Log
and line based data is produced in great quantity by operating
systems and applications alike. As of the moment, storage of this
data is done in separate log files, scattered across different
machines and directories. As a result, retrieval of particular
information requires a thorough knowledge of the distribution or
results in a lengthy search process.
The
common approach to the problem of scattered of logfiles is to use
centralized logging systems, such as rsyslogd. However, this solution
does not solve the problem that log data will often be distributed
over several files and might have differing formats.
Since
ERST Technology is not the only organisation facing these problems, a
number of solutions, both commercial as well as open source have been
developed. This paper aims to explore the characteristics of the ELK
toolstack, representing a popular open source implementation.
ELK
consists of three applications that handle input, storage and
analysis of log data. The components are:
- Elasticsearch
- Logstash
- Kibana
Each
component can be used without the others, but the combination of the
three is common and hence the name ELK.
A
typical dataflow in this environment would look as follows:
Illustration 1:
Typical ELK workflow
A
number of servers
are producing log lines in an arbitrary format. Usually this would be
syslog-like, though JSON format would reduce the complexity of
further processing steps. These log lines are then send to logstash,
which offers various way to ingest them, the most interesting ones
for ERST being TCP, syslog and reading from actual files.
When
Logstash
receives these lines it applies filter plugins to them to extract the
relevant data fields, such as timestamp, source, etc. Filters can
also be used to add, remove or alter additional data fields or tags.
After the filters have been applied, logstash outputs the data
through output plugins, the most important being “elasticsearch”.
The “elasticsearch” plugin produces the JSON format that is
required by Elasticsearch.
Once
fed into Elasticsearch,
the data is stored for fast retrieval. This feature is a consequence
of being a wrapper to the lucene database. Queries are expressed in a
custom query language and submitted via a HTTP-API.
Kibana,
finally uses HTTP requests to the API to provide flexible web-based
access to elasticsearch. Searches can be dynamically narrowed down
based on fields found in the log data and it is possible to store
individual search configurations.
Requirements
Installation
of the elk components is not required. For a basic setup it is enough
to download and unpack the current versions. However,some of the
components have dependencies on other projects:
- Elasticsearch
- Java JRE
- Ruby
- Logstash
- Java JRE
- Ruby
- Kibana
- Webserver (e.g. httpd)
Use Case: Reducing complexity for supporters
Objective:ERST support wants to provide information concerning a customers requests (e.g. a certain file was not transmitted)
Preconditions:
A full ELK stack is in place and is
fed by logs of all concerned servers. Log data is sufficiently split
into meaningful semantics by Logstash.
Steps:
- Customer files a ticket with the support, claiming that a certain file was not received on his side yesterday.

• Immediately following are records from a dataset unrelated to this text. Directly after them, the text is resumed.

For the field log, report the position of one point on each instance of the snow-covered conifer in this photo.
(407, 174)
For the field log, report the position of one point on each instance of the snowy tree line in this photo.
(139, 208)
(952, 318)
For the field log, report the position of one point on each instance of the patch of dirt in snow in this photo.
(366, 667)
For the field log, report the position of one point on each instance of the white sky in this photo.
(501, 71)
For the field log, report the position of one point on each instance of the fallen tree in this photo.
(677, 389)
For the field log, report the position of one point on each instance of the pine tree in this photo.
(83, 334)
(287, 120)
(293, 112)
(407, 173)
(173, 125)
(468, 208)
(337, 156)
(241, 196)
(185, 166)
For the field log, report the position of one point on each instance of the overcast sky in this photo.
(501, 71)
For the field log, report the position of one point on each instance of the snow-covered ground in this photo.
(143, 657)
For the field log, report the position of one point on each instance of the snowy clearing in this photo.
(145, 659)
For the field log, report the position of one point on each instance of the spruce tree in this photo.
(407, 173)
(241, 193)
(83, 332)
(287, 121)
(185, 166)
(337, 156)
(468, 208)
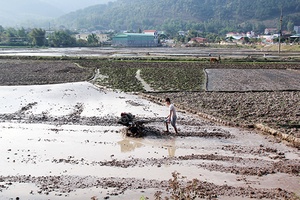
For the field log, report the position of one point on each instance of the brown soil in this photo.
(277, 109)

- ERST support performs a search in Kibana restricting results to the timeframe of the last 48 hours and filename according to the ticket.
- The system delivers a handful of log entries from which the processing of the file in question is visible
- ERST
support answers the ticket providing evidence about what really
happened, without having the need to find the correct logfile or even
log into a specific server.
Use Case: Running statistical analysis
Objective:
A
customer requires detailed statistics on the number of calls to a
certain client system, the number of files sent there per day and
hour and how many connection errors occur in average during that
period of time
Preconditions:
A
complete ELK stack that formats the IntraNect application logs and
feeds them into Elasticsearch has to be in place.
Steps:
Three
questions have to be answered for the customer, all of which can be
discovered using Kibana. If a textual representation of the output is
required, the query from Kibana can directly be sent to Elasticsearch
via the API.
Number
of calls to a certain system:
- Filter by the field target_system
- Filter all entries that contain the field filename
Number
of files sent to this system per day / hour:
- Modify the query to incorporate an aggregate of unique filenames. This has to be done manually and might even require config changes in Kibana to be possible, but there are working examples for this case on stackexchange)
Number
of connection errors:
- Filter the “error message” field for the term “connection error”.
Use Case: Speeding up the Control Panel
Objective:
ERST
wants to improve loading times and responsiveness of the IntraNect
Control Panel.
Preconditions:
A
complete ELK stack is installed, splitting application log data as
required.
Steps:
Since
this is not exactly a use case, there are no steps that a user takes.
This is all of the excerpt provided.